The Roman Empire and the Indian Ocean: The Ancient World Economy and the Kingdoms of Africa, Arabia and India
By Raoul McLaughlin, Pen and Sword Maritime Books, Yorkshire and Philadelphia, (2018)

Reviewed by Janet Nolan, Ph. D.

 

A graduate of Lagan College, Northern Ireland’s first Integrated School, Raoul McLaughlin has written a remarkable book built on his 2006 doctoral dissertation at Queen’s University Belfast. Based on an ingenious and wide-ranging selection of primary sources that are buttressed by a selective group of secondary sources, McLaughlin’s work widens the horizons of the general reader and the scholar alike.

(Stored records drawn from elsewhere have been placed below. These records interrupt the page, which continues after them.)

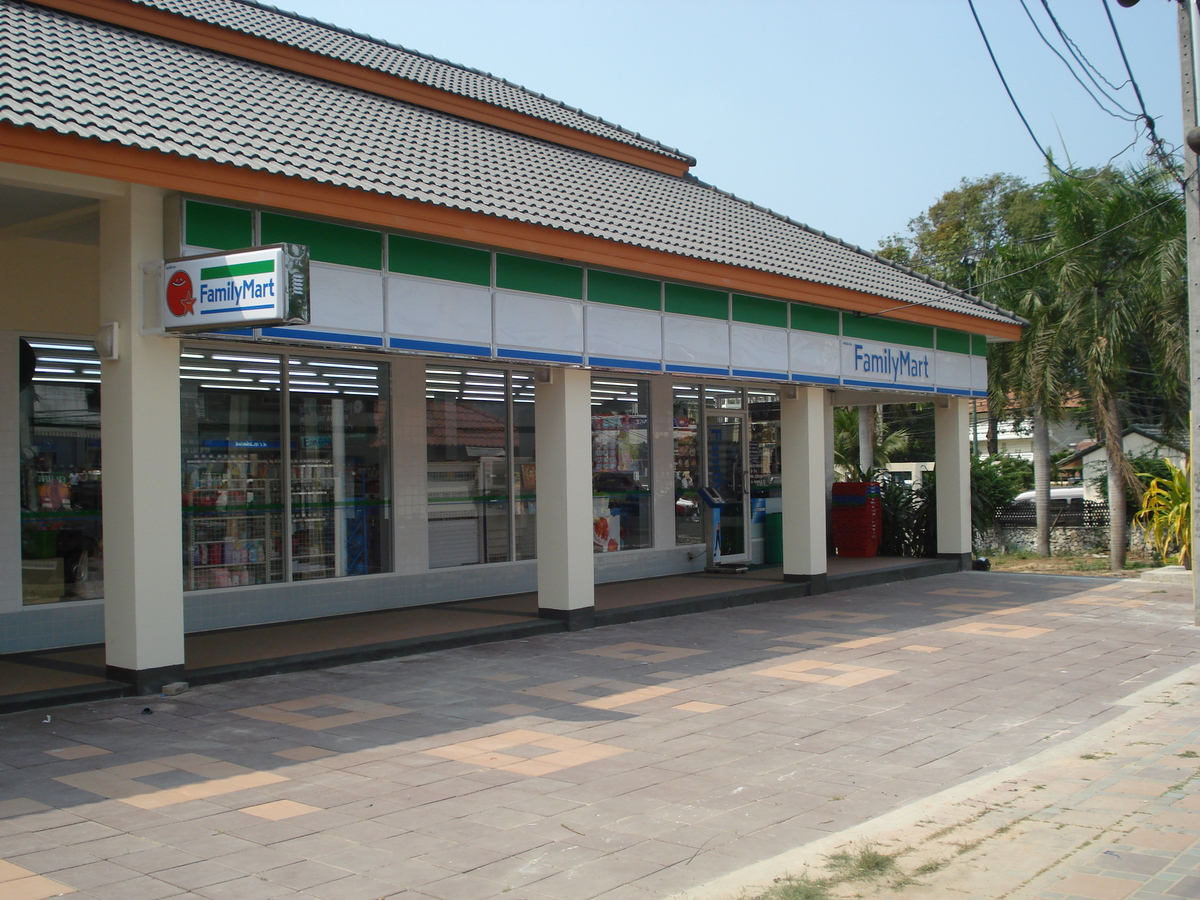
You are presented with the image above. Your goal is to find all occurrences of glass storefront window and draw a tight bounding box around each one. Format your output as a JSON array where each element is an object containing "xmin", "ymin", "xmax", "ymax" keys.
[
  {"xmin": 288, "ymin": 356, "xmax": 391, "ymax": 581},
  {"xmin": 179, "ymin": 349, "xmax": 284, "ymax": 590},
  {"xmin": 746, "ymin": 390, "xmax": 784, "ymax": 562},
  {"xmin": 18, "ymin": 337, "xmax": 104, "ymax": 605},
  {"xmin": 180, "ymin": 348, "xmax": 391, "ymax": 590},
  {"xmin": 592, "ymin": 378, "xmax": 653, "ymax": 553},
  {"xmin": 672, "ymin": 384, "xmax": 704, "ymax": 544},
  {"xmin": 425, "ymin": 365, "xmax": 536, "ymax": 569}
]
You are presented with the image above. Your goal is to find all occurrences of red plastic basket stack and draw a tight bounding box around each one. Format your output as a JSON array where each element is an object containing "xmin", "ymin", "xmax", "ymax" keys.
[{"xmin": 833, "ymin": 481, "xmax": 883, "ymax": 557}]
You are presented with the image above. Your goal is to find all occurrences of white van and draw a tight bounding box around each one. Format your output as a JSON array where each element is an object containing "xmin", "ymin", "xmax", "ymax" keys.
[{"xmin": 1013, "ymin": 485, "xmax": 1084, "ymax": 506}]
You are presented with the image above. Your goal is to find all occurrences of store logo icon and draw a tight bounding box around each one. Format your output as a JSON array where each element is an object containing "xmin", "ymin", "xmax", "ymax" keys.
[{"xmin": 167, "ymin": 271, "xmax": 196, "ymax": 317}]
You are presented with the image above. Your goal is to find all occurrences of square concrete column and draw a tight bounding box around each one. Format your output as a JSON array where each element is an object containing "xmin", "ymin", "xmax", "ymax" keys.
[
  {"xmin": 534, "ymin": 368, "xmax": 595, "ymax": 631},
  {"xmin": 100, "ymin": 185, "xmax": 184, "ymax": 694},
  {"xmin": 934, "ymin": 397, "xmax": 971, "ymax": 569},
  {"xmin": 779, "ymin": 386, "xmax": 829, "ymax": 594},
  {"xmin": 647, "ymin": 376, "xmax": 676, "ymax": 550}
]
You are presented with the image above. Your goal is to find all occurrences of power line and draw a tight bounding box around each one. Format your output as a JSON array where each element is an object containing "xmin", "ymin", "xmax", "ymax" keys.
[
  {"xmin": 1099, "ymin": 0, "xmax": 1182, "ymax": 184},
  {"xmin": 1020, "ymin": 0, "xmax": 1139, "ymax": 122},
  {"xmin": 967, "ymin": 0, "xmax": 1058, "ymax": 169},
  {"xmin": 967, "ymin": 194, "xmax": 1178, "ymax": 290},
  {"xmin": 1042, "ymin": 0, "xmax": 1136, "ymax": 118}
]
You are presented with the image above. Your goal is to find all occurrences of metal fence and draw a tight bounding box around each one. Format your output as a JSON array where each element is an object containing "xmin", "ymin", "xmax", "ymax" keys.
[{"xmin": 996, "ymin": 499, "xmax": 1109, "ymax": 528}]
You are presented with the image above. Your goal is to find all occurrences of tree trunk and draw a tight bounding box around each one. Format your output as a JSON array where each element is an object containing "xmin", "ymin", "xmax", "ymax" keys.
[
  {"xmin": 1033, "ymin": 415, "xmax": 1050, "ymax": 557},
  {"xmin": 1104, "ymin": 397, "xmax": 1129, "ymax": 572},
  {"xmin": 858, "ymin": 407, "xmax": 875, "ymax": 480},
  {"xmin": 1108, "ymin": 449, "xmax": 1129, "ymax": 572}
]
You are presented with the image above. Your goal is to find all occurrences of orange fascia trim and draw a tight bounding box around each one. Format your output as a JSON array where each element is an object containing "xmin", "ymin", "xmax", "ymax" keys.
[
  {"xmin": 37, "ymin": 0, "xmax": 691, "ymax": 175},
  {"xmin": 0, "ymin": 122, "xmax": 1021, "ymax": 341}
]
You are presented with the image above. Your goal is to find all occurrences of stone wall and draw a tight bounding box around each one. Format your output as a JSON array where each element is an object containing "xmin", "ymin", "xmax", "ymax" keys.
[{"xmin": 974, "ymin": 526, "xmax": 1150, "ymax": 557}]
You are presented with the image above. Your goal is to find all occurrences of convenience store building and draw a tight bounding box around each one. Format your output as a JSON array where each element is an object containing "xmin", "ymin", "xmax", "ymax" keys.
[{"xmin": 0, "ymin": 0, "xmax": 1020, "ymax": 691}]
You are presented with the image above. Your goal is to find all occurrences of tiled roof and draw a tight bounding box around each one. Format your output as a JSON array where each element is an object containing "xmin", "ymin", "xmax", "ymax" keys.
[
  {"xmin": 134, "ymin": 0, "xmax": 695, "ymax": 164},
  {"xmin": 0, "ymin": 0, "xmax": 1018, "ymax": 323}
]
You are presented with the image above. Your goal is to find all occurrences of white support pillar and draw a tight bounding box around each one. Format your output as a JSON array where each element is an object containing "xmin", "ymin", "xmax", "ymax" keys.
[
  {"xmin": 649, "ymin": 376, "xmax": 676, "ymax": 550},
  {"xmin": 534, "ymin": 368, "xmax": 595, "ymax": 631},
  {"xmin": 779, "ymin": 386, "xmax": 829, "ymax": 594},
  {"xmin": 934, "ymin": 397, "xmax": 971, "ymax": 569},
  {"xmin": 100, "ymin": 185, "xmax": 184, "ymax": 694}
]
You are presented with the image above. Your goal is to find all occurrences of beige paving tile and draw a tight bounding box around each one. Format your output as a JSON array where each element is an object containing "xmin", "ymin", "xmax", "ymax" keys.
[
  {"xmin": 233, "ymin": 694, "xmax": 409, "ymax": 731},
  {"xmin": 0, "ymin": 859, "xmax": 32, "ymax": 883},
  {"xmin": 55, "ymin": 754, "xmax": 288, "ymax": 810},
  {"xmin": 46, "ymin": 744, "xmax": 112, "ymax": 760},
  {"xmin": 238, "ymin": 800, "xmax": 320, "ymax": 822},
  {"xmin": 580, "ymin": 686, "xmax": 679, "ymax": 709},
  {"xmin": 520, "ymin": 676, "xmax": 642, "ymax": 703},
  {"xmin": 1063, "ymin": 588, "xmax": 1146, "ymax": 610},
  {"xmin": 754, "ymin": 659, "xmax": 899, "ymax": 688},
  {"xmin": 1109, "ymin": 779, "xmax": 1170, "ymax": 797},
  {"xmin": 491, "ymin": 703, "xmax": 541, "ymax": 715},
  {"xmin": 942, "ymin": 622, "xmax": 1054, "ymax": 640},
  {"xmin": 422, "ymin": 728, "xmax": 626, "ymax": 775},
  {"xmin": 275, "ymin": 746, "xmax": 335, "ymax": 762},
  {"xmin": 775, "ymin": 631, "xmax": 858, "ymax": 650},
  {"xmin": 0, "ymin": 797, "xmax": 50, "ymax": 818},
  {"xmin": 673, "ymin": 700, "xmax": 725, "ymax": 713},
  {"xmin": 1124, "ymin": 828, "xmax": 1200, "ymax": 852},
  {"xmin": 576, "ymin": 641, "xmax": 708, "ymax": 664},
  {"xmin": 925, "ymin": 588, "xmax": 1013, "ymax": 598},
  {"xmin": 0, "ymin": 874, "xmax": 76, "ymax": 900},
  {"xmin": 833, "ymin": 637, "xmax": 893, "ymax": 650},
  {"xmin": 1054, "ymin": 872, "xmax": 1141, "ymax": 900},
  {"xmin": 787, "ymin": 610, "xmax": 888, "ymax": 624}
]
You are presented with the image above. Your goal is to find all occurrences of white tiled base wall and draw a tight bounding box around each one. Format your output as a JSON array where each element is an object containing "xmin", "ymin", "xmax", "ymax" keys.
[{"xmin": 0, "ymin": 547, "xmax": 704, "ymax": 653}]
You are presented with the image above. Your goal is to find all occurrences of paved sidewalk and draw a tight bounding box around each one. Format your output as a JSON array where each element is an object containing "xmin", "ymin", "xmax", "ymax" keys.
[{"xmin": 0, "ymin": 572, "xmax": 1200, "ymax": 900}]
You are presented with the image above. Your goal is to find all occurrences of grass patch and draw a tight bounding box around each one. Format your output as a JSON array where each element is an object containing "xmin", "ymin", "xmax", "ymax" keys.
[
  {"xmin": 912, "ymin": 859, "xmax": 949, "ymax": 875},
  {"xmin": 751, "ymin": 875, "xmax": 830, "ymax": 900},
  {"xmin": 828, "ymin": 844, "xmax": 896, "ymax": 881}
]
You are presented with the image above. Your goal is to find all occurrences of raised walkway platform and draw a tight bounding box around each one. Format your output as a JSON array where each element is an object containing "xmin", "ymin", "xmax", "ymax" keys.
[{"xmin": 0, "ymin": 557, "xmax": 956, "ymax": 714}]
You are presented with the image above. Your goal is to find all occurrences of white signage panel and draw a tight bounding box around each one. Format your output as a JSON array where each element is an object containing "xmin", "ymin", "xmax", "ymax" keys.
[
  {"xmin": 160, "ymin": 244, "xmax": 310, "ymax": 331},
  {"xmin": 841, "ymin": 337, "xmax": 937, "ymax": 391}
]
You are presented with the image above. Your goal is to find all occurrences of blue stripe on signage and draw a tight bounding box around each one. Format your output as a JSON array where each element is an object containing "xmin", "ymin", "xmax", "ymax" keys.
[
  {"xmin": 496, "ymin": 348, "xmax": 583, "ymax": 364},
  {"xmin": 842, "ymin": 378, "xmax": 934, "ymax": 394},
  {"xmin": 792, "ymin": 374, "xmax": 841, "ymax": 384},
  {"xmin": 200, "ymin": 304, "xmax": 275, "ymax": 316},
  {"xmin": 388, "ymin": 337, "xmax": 492, "ymax": 356},
  {"xmin": 588, "ymin": 356, "xmax": 662, "ymax": 372},
  {"xmin": 733, "ymin": 368, "xmax": 787, "ymax": 382},
  {"xmin": 667, "ymin": 362, "xmax": 730, "ymax": 374},
  {"xmin": 263, "ymin": 328, "xmax": 383, "ymax": 347}
]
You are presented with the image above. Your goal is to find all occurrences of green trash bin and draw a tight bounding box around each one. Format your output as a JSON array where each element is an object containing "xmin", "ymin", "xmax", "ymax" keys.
[{"xmin": 763, "ymin": 512, "xmax": 784, "ymax": 565}]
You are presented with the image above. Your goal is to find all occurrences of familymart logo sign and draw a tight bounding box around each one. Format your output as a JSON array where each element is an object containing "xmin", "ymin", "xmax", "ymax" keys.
[
  {"xmin": 841, "ymin": 340, "xmax": 934, "ymax": 390},
  {"xmin": 160, "ymin": 244, "xmax": 310, "ymax": 331}
]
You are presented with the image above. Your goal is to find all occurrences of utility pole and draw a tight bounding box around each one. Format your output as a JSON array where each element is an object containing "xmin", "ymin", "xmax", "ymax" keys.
[
  {"xmin": 1117, "ymin": 0, "xmax": 1200, "ymax": 625},
  {"xmin": 1176, "ymin": 0, "xmax": 1200, "ymax": 625}
]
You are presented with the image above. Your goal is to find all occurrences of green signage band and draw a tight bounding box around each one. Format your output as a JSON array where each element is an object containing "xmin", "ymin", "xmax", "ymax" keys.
[{"xmin": 200, "ymin": 259, "xmax": 275, "ymax": 281}]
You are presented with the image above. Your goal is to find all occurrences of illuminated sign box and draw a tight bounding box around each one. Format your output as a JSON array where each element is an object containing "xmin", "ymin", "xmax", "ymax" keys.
[{"xmin": 158, "ymin": 244, "xmax": 310, "ymax": 331}]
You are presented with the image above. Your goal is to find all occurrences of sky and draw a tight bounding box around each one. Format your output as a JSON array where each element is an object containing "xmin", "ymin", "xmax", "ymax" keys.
[{"xmin": 265, "ymin": 0, "xmax": 1182, "ymax": 250}]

Perhaps an even more accurate title for this highly readable book could be “The Red Sea, the Indian Ocean, and the Fall of the Roman Empire,” as McLaughlin meticulously traces the rise and fall of Imperial naval expansion between 200 BCE and 200 AD, first into the eastern Mediterranean and from there, down the coast of East Africa as far as present-day Kenya, then across the Red Sea to the Arabian coast, and eventually across the Indian Ocean to the subcontinent. Further voyages reached today’s Sri Lanka and eventually the coast of Viet Nam, where Roman sailors met an embassy from the Chinese emperor, thereby establishing a short-lived but productive exchange of goods and information between the two greatest empires of the day.

Many firsts emerged from this global trade during the Imperial Era. Perhaps most importantly in terms of naval studies, Rome’s adoption of the Indian knowledge of the ocean’s monsoon winds. Roman trading ships could now abandon pilotage between landmarks for navigation on the open sea. Within days of leaving a Roman port on the Red Sea, these pioneering sailors reached the Indus River valley, unexplored by westerners since Alexander’s land invasion two centuries before. Roman mariners were seeking markets to exchange Roman gold and silver for the riches of the east, especially frankincense and myrrh, the main ingredients of incense, plus the jewels and spices otherwise unavailable in the west. These luxuries were purchased with Roman bullion and coins—silver coins were even more valuable than gold in Asian markets—which eventually caused a fatal imbalance in trade between Rome and the raw-material rich east.

McLaughlin links the growing costs of treasury-draining imperial expansion to its north and west—he sees the conquest of Britain as a Caesarian ego-boosting drain on Roman bullion resources, for instance—and the demand for Asian luxuries among the Roman elite. The combination of these two factors led to the growing inability of the Imperial government to fund the military that policed its borders. While the expansion of trade with the east enriched Roman life, its costs eventually outweighed its benefits, unleashing the complex series of events that caused the empire to split in two and leave its western half in a dark age where knowledge of ocean navigation and of the east was all but lost for the next thousand years.

Raoul McLaughlin’s sophisticated survey of the complexities of Roman economics, politics, and society offers pioneering insight into the fragility of Pax Romana despite its conquests and global reach in trade. His ground-breaking study of a world linked by oceans also calls into question the theory that the ancient world was more primitive than the modern or that history evolves in an ever-ascending arc from the barbaric to the civilized.

Dr. Nolan is a former history professor, at Loyola University, Chicago.